改装をはじめて気づいたことあれこれ

ikasamaya2005-12-05

■家の改装をすすめるにあたって、今まで考えてこなかったことを考え始めた。
■家を改装する場合、まず、既存の、目に見えている場所を壊さなければならない。つまり、解体し撤去しなければ、改装が始まらない。
■これはもちろん当たり前のことだ。だが、今あるものに素直に付け加えていくのではなく、余計なものを取り外して、新しく何かを足したりそのままにしたり塗ったり塗らなかったりする。
■裏を返せば、家にはかなりの余計なものがくっついており、人はそれを取り外せるということである。
■たとえば床下を剥がすとする。すると、基礎と床のあいだに、床下という空間があることがわかる。

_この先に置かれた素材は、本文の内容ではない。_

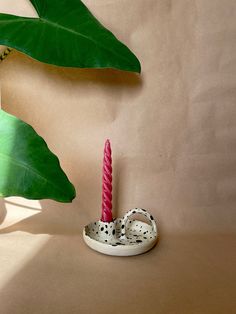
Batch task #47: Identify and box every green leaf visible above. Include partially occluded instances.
[0,110,75,202]
[0,0,141,73]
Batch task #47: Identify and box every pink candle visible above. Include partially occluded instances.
[101,140,113,222]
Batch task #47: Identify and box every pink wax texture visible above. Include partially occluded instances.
[101,140,113,222]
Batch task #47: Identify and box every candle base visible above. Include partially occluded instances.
[83,208,158,256]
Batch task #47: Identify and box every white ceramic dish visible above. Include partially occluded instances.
[83,208,158,256]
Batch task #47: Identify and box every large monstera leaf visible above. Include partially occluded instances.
[0,0,141,72]
[0,110,75,202]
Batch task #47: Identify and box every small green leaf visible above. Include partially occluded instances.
[0,0,141,73]
[0,110,75,202]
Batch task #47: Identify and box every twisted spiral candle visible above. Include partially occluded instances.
[101,140,113,222]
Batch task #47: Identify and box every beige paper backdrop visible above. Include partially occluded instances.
[0,0,236,314]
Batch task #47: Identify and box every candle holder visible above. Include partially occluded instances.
[83,208,158,256]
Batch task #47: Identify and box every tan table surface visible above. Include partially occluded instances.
[0,0,236,314]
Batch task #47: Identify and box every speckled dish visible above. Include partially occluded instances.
[83,208,158,256]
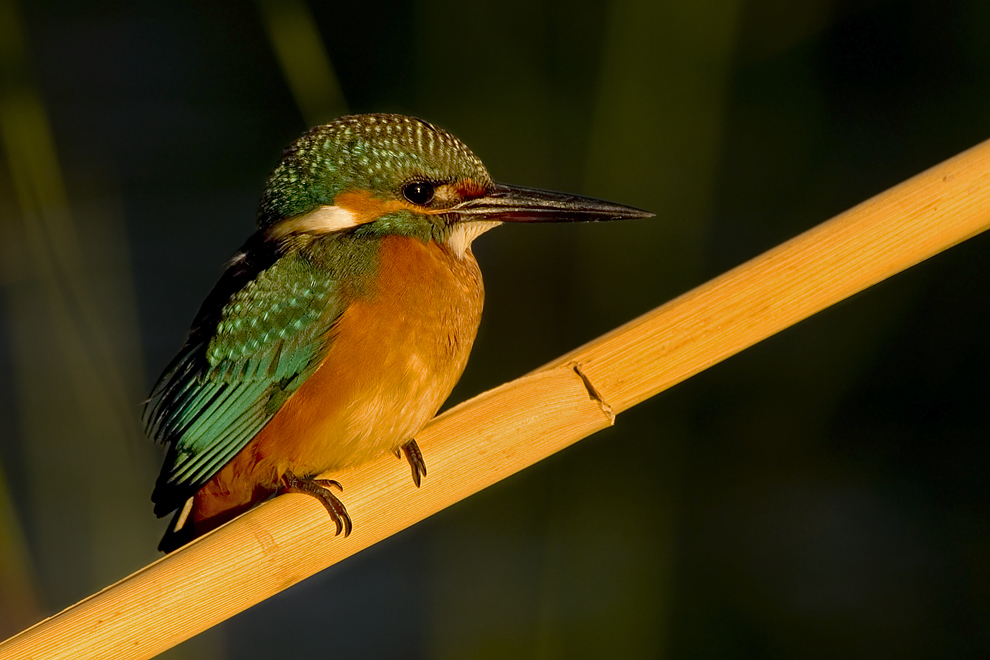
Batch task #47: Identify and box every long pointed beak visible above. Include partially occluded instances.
[450,183,653,222]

天井面をはがすと、2Fの床とのあいだに天井裏という空間があったことに気づく。
■今日はじまった2Fでいえば、意味のわからない垂れ壁がそれだ。空間を仕切るためだけに、10cmもの厚さの空間が、壁としてくっついていたのである。しかもその厚みは、ボードとボードで挟まれたがらんどうである。
■ぼくはその空間を、本当に無駄なものだと思い、できるだけ取り除いてほしいと考えた。そして、梅林の家のことを思い出した。あの、丸洗いできそうなステキな家である。
■あの家を見て感動した理由は、壁が薄いことへの驚きにあるのではなく(もちろん、物理的にあんな薄い壁でできていることは驚嘆すべきだけど)、あの薄さにまで「至ってしまったこと」にあるのではないかと思った。
■部屋にいて、内側から余計な空間を押し広げていくと、自ずから外壁にぶつかる。ぶつかるというか、内壁と外壁が一体化してしまう。
■そのとき、壁は単なる厚みでしかなくなり、壁と壁がつくっていた「余計な空間」は消失する。構造や設備を技術的にクリアできるならば、その幅を限りなく圧縮したい。そういう欲望が沸くのは自然だ。
■このとき壁はただの「表面」になる。梅林の家は、平面を組み合わせるだけで立体を作ってしまった、つまり「表面」だけでできあがった建築だ。あの家のすごさは「薄さ」ではなく、それでもなお壁でありつづけるあの「表面」のあり方なのだと思う。
■そんなことを、厚みだらけの自宅の改装を眺めていて考えた。10:00から仕事。